I have a function of the type (for simplicity I use a similar and more straightforward function):
$ f(x) = \Vert Ax - b \Vert, \quad A\in R^{m\times n}, x \in R^n, \text{ and } b \in R^m$.
I would like to find the zero of this function, i.e., finding x such that $f(x) = 0$. For this aim, I would like to use the Newton method, whose iterative formula is:
$x^{t+1} = x^t - \frac{f(x)}{f'(x)}$
where $f'$ is the derivative of $f$, i.e., $f'(x) = A^TAx - A^Tb$. As is seen, f(x) is unidimensional, while $f'(x)$ is a vector.
Now my question is, how am I supposed to use the Newton method for such a function?
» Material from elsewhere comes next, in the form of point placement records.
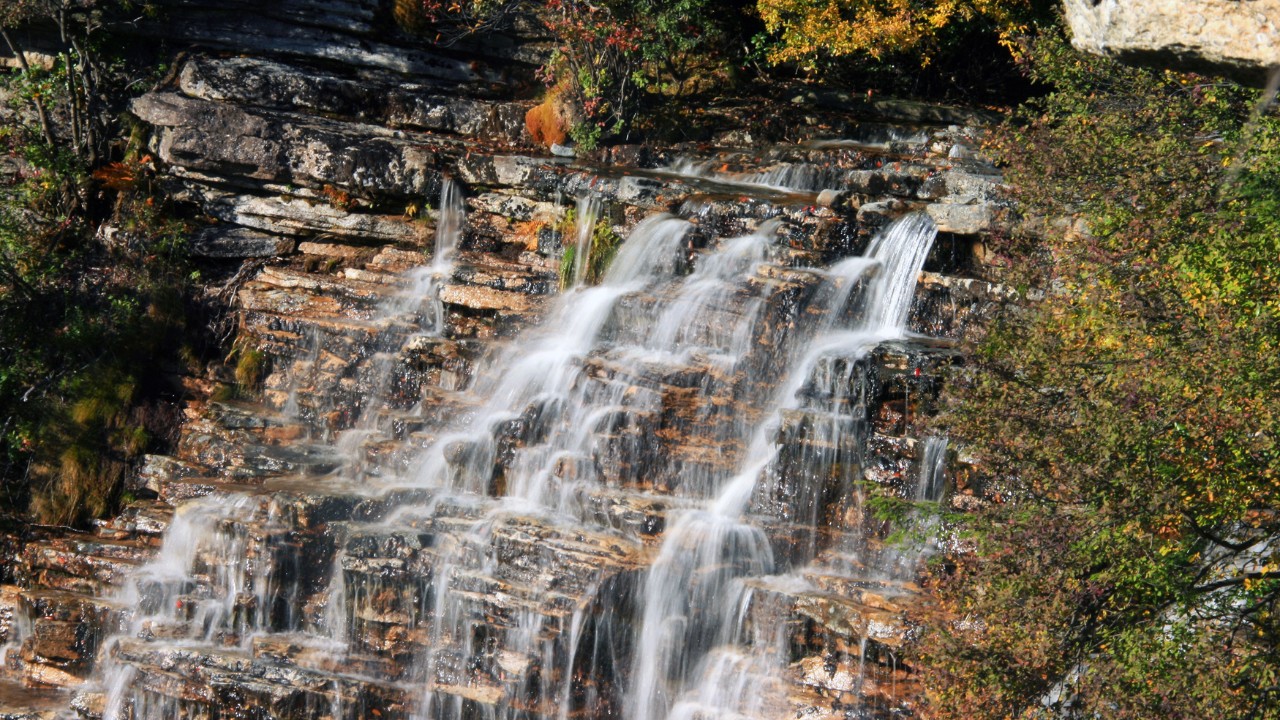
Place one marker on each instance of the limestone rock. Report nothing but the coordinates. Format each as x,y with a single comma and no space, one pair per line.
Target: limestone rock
238,242
1235,37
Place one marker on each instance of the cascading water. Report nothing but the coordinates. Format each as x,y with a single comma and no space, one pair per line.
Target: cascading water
511,572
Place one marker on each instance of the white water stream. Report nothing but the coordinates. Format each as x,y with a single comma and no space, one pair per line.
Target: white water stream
558,423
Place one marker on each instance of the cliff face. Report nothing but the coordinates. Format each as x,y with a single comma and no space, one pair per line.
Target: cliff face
398,525
1240,40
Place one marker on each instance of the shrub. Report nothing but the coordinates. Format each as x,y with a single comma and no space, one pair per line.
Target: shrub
1127,563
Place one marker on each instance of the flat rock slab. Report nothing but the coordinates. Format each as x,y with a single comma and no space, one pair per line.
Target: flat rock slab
18,702
1232,37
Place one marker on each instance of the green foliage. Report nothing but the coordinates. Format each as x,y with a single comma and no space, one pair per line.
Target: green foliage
1128,423
85,318
807,30
603,249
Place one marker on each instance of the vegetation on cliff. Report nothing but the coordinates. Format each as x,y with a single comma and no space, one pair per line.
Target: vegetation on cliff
87,315
1124,427
617,64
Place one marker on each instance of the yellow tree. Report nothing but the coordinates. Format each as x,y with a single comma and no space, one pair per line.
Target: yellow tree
810,28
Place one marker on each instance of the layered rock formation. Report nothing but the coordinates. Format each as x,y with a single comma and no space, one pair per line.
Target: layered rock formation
1234,37
393,524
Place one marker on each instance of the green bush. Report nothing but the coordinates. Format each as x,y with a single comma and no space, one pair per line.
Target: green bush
1127,425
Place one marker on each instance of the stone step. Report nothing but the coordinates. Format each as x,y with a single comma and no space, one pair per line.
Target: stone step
82,563
19,702
206,680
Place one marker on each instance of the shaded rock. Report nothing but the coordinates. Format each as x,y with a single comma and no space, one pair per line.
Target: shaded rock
237,242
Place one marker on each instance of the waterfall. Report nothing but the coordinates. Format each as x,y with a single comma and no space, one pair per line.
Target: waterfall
712,551
511,566
584,235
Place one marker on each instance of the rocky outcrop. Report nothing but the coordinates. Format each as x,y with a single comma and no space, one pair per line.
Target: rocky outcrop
1234,37
312,551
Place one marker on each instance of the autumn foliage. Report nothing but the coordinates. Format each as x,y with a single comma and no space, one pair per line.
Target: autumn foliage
810,28
1127,424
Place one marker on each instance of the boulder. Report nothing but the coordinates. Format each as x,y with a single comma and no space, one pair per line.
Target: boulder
1230,37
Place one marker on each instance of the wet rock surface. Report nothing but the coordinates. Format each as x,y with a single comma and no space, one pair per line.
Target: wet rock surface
311,548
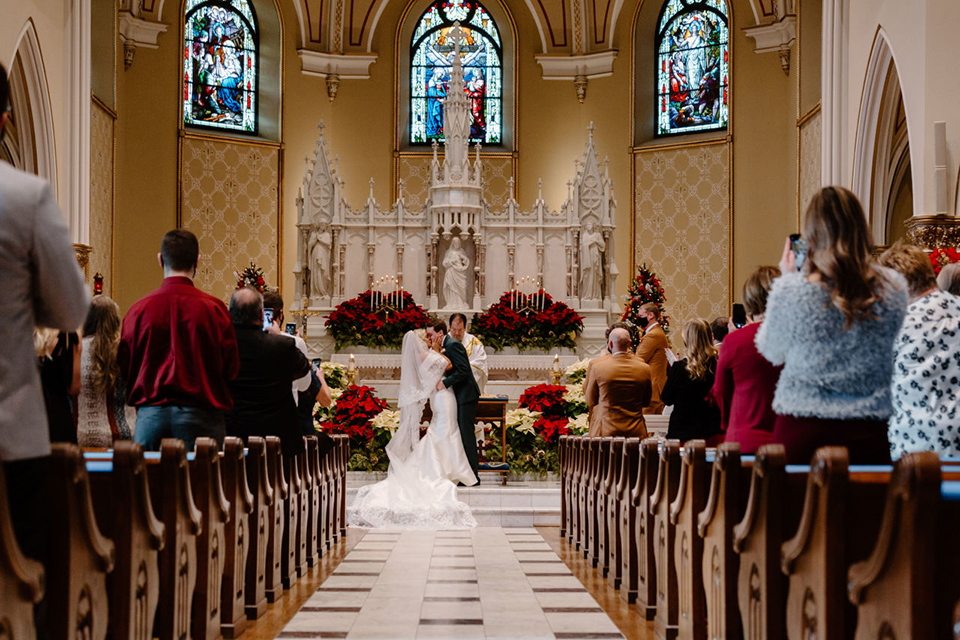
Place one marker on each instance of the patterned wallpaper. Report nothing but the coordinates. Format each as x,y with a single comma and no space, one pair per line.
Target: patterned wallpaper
229,199
101,195
415,173
810,145
682,232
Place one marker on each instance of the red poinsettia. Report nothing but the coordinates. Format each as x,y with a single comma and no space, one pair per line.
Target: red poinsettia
545,398
940,258
354,410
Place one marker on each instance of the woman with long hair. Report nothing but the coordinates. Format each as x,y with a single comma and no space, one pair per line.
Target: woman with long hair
689,381
832,325
102,412
745,381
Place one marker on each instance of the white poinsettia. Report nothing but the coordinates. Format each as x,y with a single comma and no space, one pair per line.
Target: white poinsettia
522,420
387,419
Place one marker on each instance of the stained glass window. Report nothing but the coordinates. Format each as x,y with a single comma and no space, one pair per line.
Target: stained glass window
692,66
431,58
220,65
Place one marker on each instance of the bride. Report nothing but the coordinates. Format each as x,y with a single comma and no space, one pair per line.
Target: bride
420,490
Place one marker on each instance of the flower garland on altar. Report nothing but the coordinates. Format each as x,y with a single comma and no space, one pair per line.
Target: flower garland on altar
645,288
252,276
940,258
535,321
375,320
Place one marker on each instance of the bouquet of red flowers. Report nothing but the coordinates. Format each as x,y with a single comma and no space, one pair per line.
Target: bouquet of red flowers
253,276
940,258
533,321
362,322
646,288
355,408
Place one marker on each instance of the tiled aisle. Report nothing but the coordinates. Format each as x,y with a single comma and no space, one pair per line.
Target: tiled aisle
485,583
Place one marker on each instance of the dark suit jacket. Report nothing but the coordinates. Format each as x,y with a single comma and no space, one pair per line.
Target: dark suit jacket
619,387
460,377
262,394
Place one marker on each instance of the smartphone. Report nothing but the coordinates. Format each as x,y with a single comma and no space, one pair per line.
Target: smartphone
799,247
739,316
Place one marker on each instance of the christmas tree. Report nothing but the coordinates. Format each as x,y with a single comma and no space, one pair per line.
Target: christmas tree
646,288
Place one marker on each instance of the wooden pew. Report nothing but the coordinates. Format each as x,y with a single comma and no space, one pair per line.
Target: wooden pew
600,504
908,587
563,457
121,501
688,550
279,513
644,531
260,527
21,579
773,506
318,487
81,555
724,508
170,488
233,617
611,494
664,539
212,551
629,472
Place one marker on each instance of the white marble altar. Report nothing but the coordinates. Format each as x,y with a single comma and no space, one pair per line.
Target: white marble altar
456,253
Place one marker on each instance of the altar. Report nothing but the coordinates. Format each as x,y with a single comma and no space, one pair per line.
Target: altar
456,254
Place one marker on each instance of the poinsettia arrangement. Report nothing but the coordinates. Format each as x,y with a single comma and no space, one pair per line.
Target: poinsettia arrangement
359,322
940,258
646,288
535,321
253,276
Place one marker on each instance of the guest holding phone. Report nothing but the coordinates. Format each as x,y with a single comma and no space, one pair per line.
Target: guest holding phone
745,381
832,326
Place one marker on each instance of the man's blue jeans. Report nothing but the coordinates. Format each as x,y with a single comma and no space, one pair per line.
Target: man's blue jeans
184,423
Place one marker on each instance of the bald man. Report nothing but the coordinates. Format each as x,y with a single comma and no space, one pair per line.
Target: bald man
617,390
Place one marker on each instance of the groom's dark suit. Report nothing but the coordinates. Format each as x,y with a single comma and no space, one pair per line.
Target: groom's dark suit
460,379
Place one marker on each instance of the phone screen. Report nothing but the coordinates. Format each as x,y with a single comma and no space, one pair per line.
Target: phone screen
739,316
798,246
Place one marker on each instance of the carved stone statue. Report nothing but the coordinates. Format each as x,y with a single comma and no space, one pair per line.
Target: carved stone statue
591,262
455,264
320,242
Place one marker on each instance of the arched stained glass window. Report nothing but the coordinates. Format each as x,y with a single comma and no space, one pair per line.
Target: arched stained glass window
692,66
431,58
220,65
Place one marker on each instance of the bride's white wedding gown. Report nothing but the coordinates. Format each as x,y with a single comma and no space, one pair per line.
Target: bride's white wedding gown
420,490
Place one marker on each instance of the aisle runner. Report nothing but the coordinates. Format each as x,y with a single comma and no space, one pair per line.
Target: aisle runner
485,583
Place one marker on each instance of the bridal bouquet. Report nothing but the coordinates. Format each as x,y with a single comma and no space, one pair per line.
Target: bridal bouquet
361,322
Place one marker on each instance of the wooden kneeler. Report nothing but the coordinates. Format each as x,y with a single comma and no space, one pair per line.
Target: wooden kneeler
233,618
260,528
212,552
279,512
21,579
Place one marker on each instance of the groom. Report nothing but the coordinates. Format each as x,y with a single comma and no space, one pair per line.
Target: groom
461,379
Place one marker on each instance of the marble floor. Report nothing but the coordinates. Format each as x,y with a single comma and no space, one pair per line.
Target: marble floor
488,582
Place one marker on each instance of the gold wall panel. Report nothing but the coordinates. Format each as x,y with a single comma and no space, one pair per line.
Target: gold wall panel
681,231
229,199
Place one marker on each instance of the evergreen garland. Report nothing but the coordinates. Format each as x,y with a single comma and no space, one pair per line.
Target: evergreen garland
646,288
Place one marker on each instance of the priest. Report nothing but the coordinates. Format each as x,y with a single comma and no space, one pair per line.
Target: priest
475,350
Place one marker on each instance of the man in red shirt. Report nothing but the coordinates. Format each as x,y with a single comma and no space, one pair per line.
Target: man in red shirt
177,352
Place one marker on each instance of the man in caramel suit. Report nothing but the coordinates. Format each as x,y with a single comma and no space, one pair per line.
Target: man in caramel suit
618,387
653,350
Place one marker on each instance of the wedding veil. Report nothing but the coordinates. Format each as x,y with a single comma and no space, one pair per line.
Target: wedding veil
420,370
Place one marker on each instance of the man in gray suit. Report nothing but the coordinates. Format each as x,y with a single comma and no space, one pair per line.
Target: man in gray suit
465,388
44,287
You can not use Newton Method to solve $f(x)=0$, a.k.a. $Ax=b$. If $m >> n$ then generically there is no such solution. More likely you want to use Newton's Method to find the minimum of this function, a.k.a. the least squares solution. In that case you can use Newton Method on the gradient of $f$, $\nabla f: \mathbb{R}^n \to \mathbb{R}^n$, in that case Newton's step is: $$x_{k+1} = x_{k}- (\nabla^2 f(x_{k}))^{-1}\nabla f(x_{k}) $$ where $\nabla^2 f$ is the Hessian matrix. You can also solve by a direct method solving the normal equations $A^T A\hat{x} = A^T b$.